Location: Poster area (Hall 7)

Background
Despite the dramatic improvement of prognosis in CML patients due to the introduction of tyrosine kinase inhibitors (TKIs), resistance to therapy occurs in a considerable proportion of patients. The best-characterized mechanism of resistance is the acquisition of mutations in the BCR-ABL1 tyrosine kinase domain (TKD) affecting TKI binding. The third-generation TKI ponatinib exerts strong anti-neoplastic effects even in advanced CML stages and is capable of suppressing the kinase activity of BCR-ABL1 carrying any single mutation including T315I. Nevertheless, resistance to ponatinib can evolve in sub-clones carrying BCR-ABL1 variants with two or more mutations on the same allele, if the IC50 values for this TKI exceed the maximum achievable effective plasma levels (efCave). These co-called compound mutations (CMs) are associated with increased oncogenic potential in comparison to individual mutations, and represent a powerful mechanism of potential resistance to all currently available TKIs.

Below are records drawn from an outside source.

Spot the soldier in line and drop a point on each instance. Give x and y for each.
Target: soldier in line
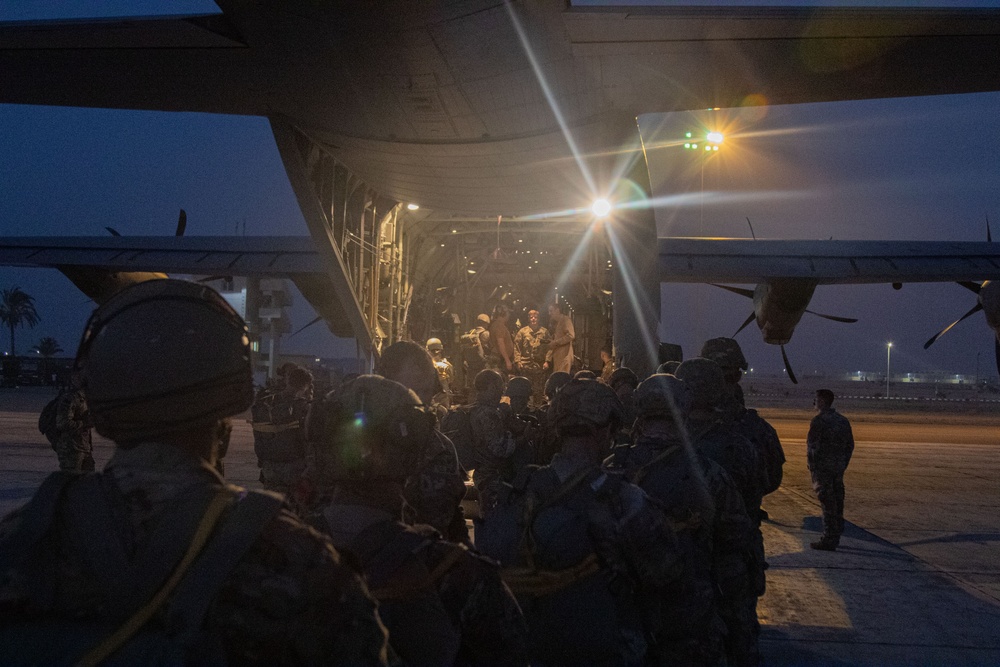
(71, 438)
(579, 544)
(446, 372)
(279, 431)
(623, 382)
(165, 363)
(434, 492)
(548, 443)
(532, 355)
(707, 513)
(713, 435)
(443, 603)
(829, 446)
(608, 365)
(727, 353)
(482, 438)
(523, 424)
(563, 334)
(501, 342)
(475, 347)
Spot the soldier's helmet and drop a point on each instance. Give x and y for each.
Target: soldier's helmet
(163, 356)
(518, 386)
(371, 428)
(668, 367)
(556, 382)
(663, 396)
(489, 381)
(705, 380)
(584, 405)
(623, 374)
(726, 352)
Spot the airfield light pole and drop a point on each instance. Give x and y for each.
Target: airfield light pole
(888, 356)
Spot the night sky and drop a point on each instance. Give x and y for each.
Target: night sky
(924, 168)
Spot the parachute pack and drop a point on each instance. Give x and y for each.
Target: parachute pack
(47, 418)
(155, 603)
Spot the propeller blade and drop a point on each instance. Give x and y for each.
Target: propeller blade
(846, 320)
(975, 309)
(996, 351)
(788, 366)
(972, 287)
(735, 290)
(743, 326)
(307, 326)
(181, 223)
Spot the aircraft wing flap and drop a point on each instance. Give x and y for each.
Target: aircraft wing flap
(201, 32)
(827, 262)
(251, 255)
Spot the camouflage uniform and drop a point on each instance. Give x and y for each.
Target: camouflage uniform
(713, 436)
(435, 493)
(279, 440)
(713, 530)
(591, 543)
(829, 446)
(288, 600)
(493, 445)
(72, 442)
(531, 351)
(446, 373)
(442, 602)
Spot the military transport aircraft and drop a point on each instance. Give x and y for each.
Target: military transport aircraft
(427, 141)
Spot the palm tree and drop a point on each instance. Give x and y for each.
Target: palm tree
(17, 308)
(48, 347)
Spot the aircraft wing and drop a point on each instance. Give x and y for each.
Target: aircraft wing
(826, 262)
(99, 265)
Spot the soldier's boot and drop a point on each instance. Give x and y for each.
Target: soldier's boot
(824, 544)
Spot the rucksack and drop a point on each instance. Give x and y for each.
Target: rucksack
(151, 632)
(457, 426)
(472, 344)
(577, 612)
(47, 418)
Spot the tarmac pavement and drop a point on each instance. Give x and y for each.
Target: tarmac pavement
(916, 580)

The occurrence of compound mutations has been linked particularly to sequential treatment with different TKIs, and the identification of their responsiveness to ponatinib is of paramount importance for the subsequent clinical management.

Aims

1. To determine the spectrum of highly TKI-resistant CMs
2. Measure the responses of BCR-ABL1 CMs to ponatinib

Methods
We have established a BCR-ABL1 protein model facilitating assessment of the presumptive impact of 27 different CMs involving important functional sites of the BCR-ABL1 TKD, and including constellations expected to display high resistance to ponatinib. To assess the anticipated responses to ponatinib in vitro, we have introduced all BCR-ABL1 CMs into Ba/F3 cells using a recently published transposon-mediated approach (Byrgazov et al., Oncotarget 2016, 7(47):78083-78094), and IC50 values of ponatinib were determined.

Results

Most CMs involving sites with no previous evidence for implication in resistance to ponatinib displayed IC50 values below 10 nM. This efCave is readily achievable even with the 15 mg daily dose of ponatinib. CMs revealing elevated resistance to ponatinib in vitro almost invariably included T315I or F317L mutations. While most CMs involving T315I revealed very high IC50 values, some of the predicted compound mutations containing F317L displayed an IC50 for ponatinib in the range of the efCave achievable only with a daily dose of 45 mg. These observations are supported by clinical findings in the PACE trial which revealed impaired responses of patients with CMs involving F317L who had received average daily doses of ponatinib below 45 mg (Deininger et al., Blood 2016, 127(6):703-12).

Conclusion
Current strategies that aim at decreasing the dose of ponatinib to prevent severe side effects should carefully consider the presence and type of mutations in the BCR-ABL1 TKD to enable effective treatment. It would be highly desirable, therefore, to implement testing of the effective plasma drug concentrations and monitoring the kinetics of mutant subclones covering also compound mutations in the routine diagnostic surveillance to provide a basis for optimized clinical management of patients treated with ponatinib.